Development and validation of a machine learning, smartphone-based tonometer

Access to eye care in more rural and remote areas can be challenging, because ophthalmologists need certain types of examination equipment that can be large and difficult to transport. Advances in smartphone technology are helping to address this problem - better cameras, software, and hardware attachments have the potential to allow ophthalmologists to bring a portable examining room to previously underserved areas.

Tonometry is the measurement of intraocular pressure. Elevated intraocular pressure is an early indicator of glaucoma, which is a major cause of blindness around the world. Our lab developed a portable cellphone device that uses a fixed-force tonometry attachment, the cellphone's camera, and a machine learning algorithm to analyze the captured video to measure intraocular pressure. 

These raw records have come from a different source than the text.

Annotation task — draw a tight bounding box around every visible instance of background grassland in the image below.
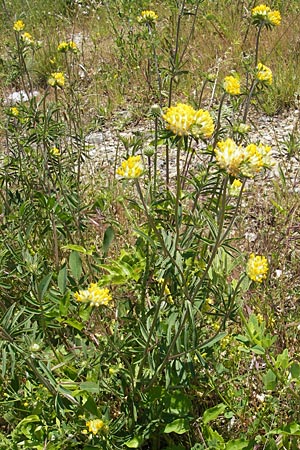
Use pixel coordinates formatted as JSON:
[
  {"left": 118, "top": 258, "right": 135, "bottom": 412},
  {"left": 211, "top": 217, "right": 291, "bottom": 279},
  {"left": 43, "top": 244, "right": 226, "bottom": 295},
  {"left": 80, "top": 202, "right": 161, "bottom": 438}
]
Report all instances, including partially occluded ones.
[
  {"left": 0, "top": 0, "right": 300, "bottom": 450},
  {"left": 0, "top": 0, "right": 300, "bottom": 120}
]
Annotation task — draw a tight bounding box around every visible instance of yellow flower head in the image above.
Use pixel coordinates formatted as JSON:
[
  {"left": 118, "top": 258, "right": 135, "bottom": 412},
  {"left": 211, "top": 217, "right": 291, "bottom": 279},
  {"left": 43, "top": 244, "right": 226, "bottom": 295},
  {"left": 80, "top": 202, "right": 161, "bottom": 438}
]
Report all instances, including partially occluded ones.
[
  {"left": 162, "top": 103, "right": 214, "bottom": 138},
  {"left": 117, "top": 155, "right": 144, "bottom": 178},
  {"left": 256, "top": 63, "right": 273, "bottom": 85},
  {"left": 246, "top": 253, "right": 269, "bottom": 283},
  {"left": 21, "top": 32, "right": 34, "bottom": 45},
  {"left": 74, "top": 283, "right": 112, "bottom": 306},
  {"left": 9, "top": 106, "right": 20, "bottom": 117},
  {"left": 14, "top": 20, "right": 25, "bottom": 32},
  {"left": 215, "top": 138, "right": 244, "bottom": 177},
  {"left": 86, "top": 419, "right": 107, "bottom": 435},
  {"left": 137, "top": 10, "right": 158, "bottom": 24},
  {"left": 57, "top": 41, "right": 78, "bottom": 53},
  {"left": 191, "top": 109, "right": 215, "bottom": 139},
  {"left": 48, "top": 72, "right": 65, "bottom": 87},
  {"left": 223, "top": 75, "right": 241, "bottom": 95},
  {"left": 163, "top": 103, "right": 195, "bottom": 136},
  {"left": 215, "top": 138, "right": 272, "bottom": 178},
  {"left": 251, "top": 4, "right": 281, "bottom": 27}
]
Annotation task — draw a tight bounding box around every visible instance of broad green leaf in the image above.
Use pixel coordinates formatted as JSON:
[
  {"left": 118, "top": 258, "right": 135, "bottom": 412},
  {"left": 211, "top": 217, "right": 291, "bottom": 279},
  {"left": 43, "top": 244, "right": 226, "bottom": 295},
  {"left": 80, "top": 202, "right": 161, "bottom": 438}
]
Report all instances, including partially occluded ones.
[
  {"left": 80, "top": 381, "right": 99, "bottom": 394},
  {"left": 275, "top": 348, "right": 289, "bottom": 370},
  {"left": 225, "top": 439, "right": 249, "bottom": 450},
  {"left": 267, "top": 422, "right": 300, "bottom": 436},
  {"left": 64, "top": 319, "right": 84, "bottom": 331},
  {"left": 199, "top": 331, "right": 227, "bottom": 349},
  {"left": 69, "top": 251, "right": 82, "bottom": 280},
  {"left": 57, "top": 266, "right": 67, "bottom": 295},
  {"left": 37, "top": 272, "right": 52, "bottom": 300},
  {"left": 290, "top": 362, "right": 300, "bottom": 380},
  {"left": 125, "top": 436, "right": 144, "bottom": 448},
  {"left": 83, "top": 396, "right": 99, "bottom": 417},
  {"left": 203, "top": 403, "right": 226, "bottom": 425},
  {"left": 164, "top": 419, "right": 190, "bottom": 434},
  {"left": 62, "top": 244, "right": 93, "bottom": 255},
  {"left": 263, "top": 369, "right": 277, "bottom": 391}
]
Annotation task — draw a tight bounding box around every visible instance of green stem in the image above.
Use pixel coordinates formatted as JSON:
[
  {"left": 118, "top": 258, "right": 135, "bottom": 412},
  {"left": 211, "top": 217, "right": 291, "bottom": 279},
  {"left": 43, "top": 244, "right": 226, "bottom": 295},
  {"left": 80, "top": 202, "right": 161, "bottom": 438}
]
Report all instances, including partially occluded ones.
[{"left": 192, "top": 176, "right": 228, "bottom": 300}]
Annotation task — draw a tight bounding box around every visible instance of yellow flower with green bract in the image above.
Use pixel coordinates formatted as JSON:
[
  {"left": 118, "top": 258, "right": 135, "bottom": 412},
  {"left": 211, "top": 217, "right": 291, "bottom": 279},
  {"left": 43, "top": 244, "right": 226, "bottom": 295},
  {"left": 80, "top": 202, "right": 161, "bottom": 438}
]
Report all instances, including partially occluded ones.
[
  {"left": 116, "top": 155, "right": 144, "bottom": 178},
  {"left": 74, "top": 283, "right": 112, "bottom": 306},
  {"left": 223, "top": 75, "right": 241, "bottom": 95},
  {"left": 13, "top": 20, "right": 25, "bottom": 32},
  {"left": 215, "top": 138, "right": 245, "bottom": 177},
  {"left": 251, "top": 4, "right": 281, "bottom": 27},
  {"left": 246, "top": 253, "right": 269, "bottom": 283},
  {"left": 162, "top": 103, "right": 214, "bottom": 139},
  {"left": 48, "top": 72, "right": 65, "bottom": 87},
  {"left": 215, "top": 138, "right": 272, "bottom": 178},
  {"left": 256, "top": 63, "right": 273, "bottom": 85}
]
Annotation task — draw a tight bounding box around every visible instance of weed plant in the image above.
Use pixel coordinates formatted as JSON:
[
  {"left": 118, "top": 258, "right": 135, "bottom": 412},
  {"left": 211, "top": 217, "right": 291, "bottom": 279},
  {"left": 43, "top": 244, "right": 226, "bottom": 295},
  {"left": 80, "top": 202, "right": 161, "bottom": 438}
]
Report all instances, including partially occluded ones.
[{"left": 0, "top": 0, "right": 300, "bottom": 450}]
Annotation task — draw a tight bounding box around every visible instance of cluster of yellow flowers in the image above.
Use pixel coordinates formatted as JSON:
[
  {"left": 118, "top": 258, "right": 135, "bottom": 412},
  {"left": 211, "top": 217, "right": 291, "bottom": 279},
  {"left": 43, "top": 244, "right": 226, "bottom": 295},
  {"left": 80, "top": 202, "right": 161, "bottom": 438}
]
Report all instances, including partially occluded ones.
[
  {"left": 117, "top": 155, "right": 144, "bottom": 178},
  {"left": 246, "top": 253, "right": 269, "bottom": 283},
  {"left": 215, "top": 138, "right": 272, "bottom": 178},
  {"left": 57, "top": 41, "right": 78, "bottom": 53},
  {"left": 13, "top": 20, "right": 25, "bottom": 33},
  {"left": 251, "top": 4, "right": 281, "bottom": 27},
  {"left": 256, "top": 63, "right": 273, "bottom": 85},
  {"left": 48, "top": 72, "right": 65, "bottom": 87},
  {"left": 223, "top": 75, "right": 241, "bottom": 95},
  {"left": 86, "top": 419, "right": 108, "bottom": 435},
  {"left": 162, "top": 103, "right": 214, "bottom": 139},
  {"left": 137, "top": 9, "right": 158, "bottom": 24},
  {"left": 74, "top": 283, "right": 112, "bottom": 306}
]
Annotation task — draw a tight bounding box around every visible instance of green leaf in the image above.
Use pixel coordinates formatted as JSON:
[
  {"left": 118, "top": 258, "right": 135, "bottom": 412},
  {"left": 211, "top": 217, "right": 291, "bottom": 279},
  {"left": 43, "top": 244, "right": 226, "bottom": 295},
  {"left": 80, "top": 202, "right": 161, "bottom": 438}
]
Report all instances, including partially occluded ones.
[
  {"left": 199, "top": 331, "right": 227, "bottom": 350},
  {"left": 64, "top": 319, "right": 84, "bottom": 331},
  {"left": 37, "top": 272, "right": 52, "bottom": 300},
  {"left": 203, "top": 403, "right": 226, "bottom": 425},
  {"left": 290, "top": 362, "right": 300, "bottom": 380},
  {"left": 57, "top": 266, "right": 67, "bottom": 295},
  {"left": 164, "top": 419, "right": 190, "bottom": 434},
  {"left": 62, "top": 244, "right": 93, "bottom": 255},
  {"left": 225, "top": 439, "right": 249, "bottom": 450},
  {"left": 102, "top": 226, "right": 115, "bottom": 256},
  {"left": 275, "top": 348, "right": 289, "bottom": 370},
  {"left": 125, "top": 436, "right": 144, "bottom": 448},
  {"left": 251, "top": 345, "right": 265, "bottom": 355},
  {"left": 267, "top": 422, "right": 300, "bottom": 436},
  {"left": 80, "top": 381, "right": 99, "bottom": 394},
  {"left": 69, "top": 251, "right": 82, "bottom": 280},
  {"left": 83, "top": 396, "right": 99, "bottom": 417},
  {"left": 263, "top": 369, "right": 277, "bottom": 391}
]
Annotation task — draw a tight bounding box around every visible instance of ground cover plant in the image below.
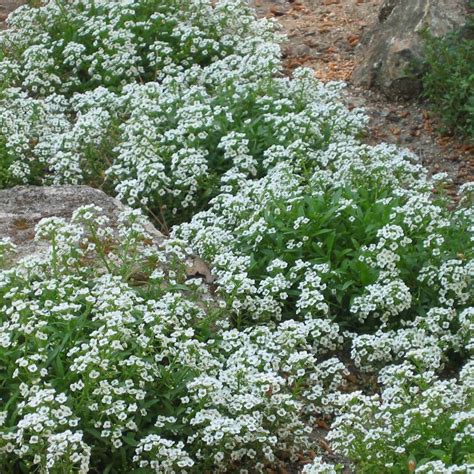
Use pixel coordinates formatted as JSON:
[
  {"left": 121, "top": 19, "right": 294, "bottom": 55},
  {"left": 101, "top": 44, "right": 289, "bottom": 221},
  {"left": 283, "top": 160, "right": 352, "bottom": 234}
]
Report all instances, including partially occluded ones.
[
  {"left": 0, "top": 0, "right": 474, "bottom": 473},
  {"left": 423, "top": 1, "right": 474, "bottom": 141}
]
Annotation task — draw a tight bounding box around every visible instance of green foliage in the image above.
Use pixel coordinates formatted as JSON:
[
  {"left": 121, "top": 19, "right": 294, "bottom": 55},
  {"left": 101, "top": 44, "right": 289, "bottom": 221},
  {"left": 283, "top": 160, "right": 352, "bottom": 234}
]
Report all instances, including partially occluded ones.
[{"left": 423, "top": 10, "right": 474, "bottom": 140}]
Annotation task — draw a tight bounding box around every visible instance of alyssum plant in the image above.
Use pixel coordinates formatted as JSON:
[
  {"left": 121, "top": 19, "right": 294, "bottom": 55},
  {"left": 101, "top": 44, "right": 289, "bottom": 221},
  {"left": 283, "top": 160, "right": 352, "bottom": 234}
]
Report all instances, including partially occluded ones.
[{"left": 0, "top": 0, "right": 474, "bottom": 474}]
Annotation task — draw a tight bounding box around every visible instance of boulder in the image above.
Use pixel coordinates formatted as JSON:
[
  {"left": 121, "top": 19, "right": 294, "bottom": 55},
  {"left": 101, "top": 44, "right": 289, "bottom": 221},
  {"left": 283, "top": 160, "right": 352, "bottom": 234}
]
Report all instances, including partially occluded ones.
[
  {"left": 352, "top": 0, "right": 469, "bottom": 98},
  {"left": 0, "top": 186, "right": 163, "bottom": 260},
  {"left": 0, "top": 0, "right": 27, "bottom": 30}
]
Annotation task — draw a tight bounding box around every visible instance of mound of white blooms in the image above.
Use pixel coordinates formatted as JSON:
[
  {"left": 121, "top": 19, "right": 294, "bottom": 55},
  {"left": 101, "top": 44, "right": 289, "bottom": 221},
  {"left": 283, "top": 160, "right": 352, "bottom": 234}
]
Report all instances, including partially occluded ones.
[
  {"left": 328, "top": 357, "right": 474, "bottom": 474},
  {"left": 0, "top": 206, "right": 345, "bottom": 473},
  {"left": 0, "top": 0, "right": 474, "bottom": 474}
]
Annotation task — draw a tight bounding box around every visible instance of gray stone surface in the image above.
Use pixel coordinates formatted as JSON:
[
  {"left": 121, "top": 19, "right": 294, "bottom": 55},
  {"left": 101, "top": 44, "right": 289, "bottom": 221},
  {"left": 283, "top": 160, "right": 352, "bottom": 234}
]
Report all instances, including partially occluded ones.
[
  {"left": 352, "top": 0, "right": 468, "bottom": 98},
  {"left": 0, "top": 186, "right": 163, "bottom": 260}
]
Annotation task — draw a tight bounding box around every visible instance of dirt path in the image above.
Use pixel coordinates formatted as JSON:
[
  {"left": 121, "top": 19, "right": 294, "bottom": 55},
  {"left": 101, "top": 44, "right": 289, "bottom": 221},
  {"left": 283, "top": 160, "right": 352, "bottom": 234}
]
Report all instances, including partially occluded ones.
[
  {"left": 251, "top": 0, "right": 474, "bottom": 193},
  {"left": 0, "top": 0, "right": 474, "bottom": 192}
]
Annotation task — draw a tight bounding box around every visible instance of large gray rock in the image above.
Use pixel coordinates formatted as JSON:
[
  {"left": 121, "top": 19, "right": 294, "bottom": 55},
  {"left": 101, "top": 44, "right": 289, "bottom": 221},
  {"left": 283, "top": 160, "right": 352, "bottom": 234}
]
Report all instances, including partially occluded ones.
[
  {"left": 0, "top": 186, "right": 163, "bottom": 260},
  {"left": 352, "top": 0, "right": 469, "bottom": 98},
  {"left": 0, "top": 186, "right": 214, "bottom": 283}
]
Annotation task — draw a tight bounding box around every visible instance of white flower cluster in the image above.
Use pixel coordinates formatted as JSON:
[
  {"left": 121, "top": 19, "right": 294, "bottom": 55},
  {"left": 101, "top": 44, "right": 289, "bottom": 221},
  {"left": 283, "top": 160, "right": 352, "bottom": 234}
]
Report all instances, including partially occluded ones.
[
  {"left": 0, "top": 0, "right": 474, "bottom": 473},
  {"left": 328, "top": 361, "right": 474, "bottom": 473}
]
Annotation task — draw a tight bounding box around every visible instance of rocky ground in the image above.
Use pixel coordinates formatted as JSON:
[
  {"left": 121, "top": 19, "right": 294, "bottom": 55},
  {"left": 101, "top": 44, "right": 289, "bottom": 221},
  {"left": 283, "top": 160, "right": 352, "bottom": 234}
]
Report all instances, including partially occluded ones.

Using the device is fairly simple. Some fluorescent dye is first applied to the eyes in the form of drops. The device then applies a small amount of pressure to the eye and then measures the circumference of the resulting "impression" on the surface of the eye using the cellphone video camera with the flash, to which a blue light filter is added. Measurement of this impression, or the degree to which the surface of the eye flattens in response to the fixed amount of pressure, can be used to calculate the pressure inside the eye. We developed a machine learning algorithm to accurately detect this measurement from the acquired video and then calculate the intraocular pressure

Prototype smartphone tonometer and machine learning image processing. (A) Prototype schematic showing the clear applanator aligned with the smartphone camera. (B) The prototype smartphone tonometer used in this study. Metal siding in conjunction with a blue filter redirects the smartphone flash to illuminate the applanator tip with blue light. (C) Example frame from a video showing a typical appearance for the applanation tip and applanation mire. (D) Machine-learning segmentation of the applanation tip circle and the applanation mire circle.

The challenge for the algorithm was to accurately detect and measure the fluorescent impression from the videos, even when the patient is moving or other variations in the video occur. We compared the performance of the cellphone tonometer to the gold standard method for measuring intraocular pressure, Goldmann applanation tonometry (GAT), as well as to other types of tonometers. The smartphone tonometer achieves comparable IOP measurements to GAT, which is considered the reference standard and compared favorably with a number of other clinical devices.

Smartphone tonometer IOP measurements compared with other tonometers. The smartphone tonometer IOP is shown as a boxplot with the corresponding Goldmann (blue star), iCare (orange circle), Pneumatonometer (green cross) and Tonopen (red triangle) measurements. IOP, intraocular pressure.

These first results are a proof of concept study. As part of future work, we are using the successfully segmented frames from our unsupervised machine learning method as labelled data for a deep learning algorithm to make the automatic detection of circles and thereby calculation of IOP more robust in different use conditions. We hope the smartphone-based tonometer will complement other existing smartphone hardware attachments and apps to facilitate a portable ophthalmological examination, which may improve access to ophthalmological care in resource-poor regions.

Wu Y, Luttrell I, Feng S, Chen PP, Spaide T, Lee AY, Wen JC. Development and validation of a machine learning, smartphone-based tonometer. Br J Ophthalmol. 2019 Dec 23;. doi: 10.1136/bjophthalmol-2019-315446. [Epub ahead of print] PubMed PMID: 31871048.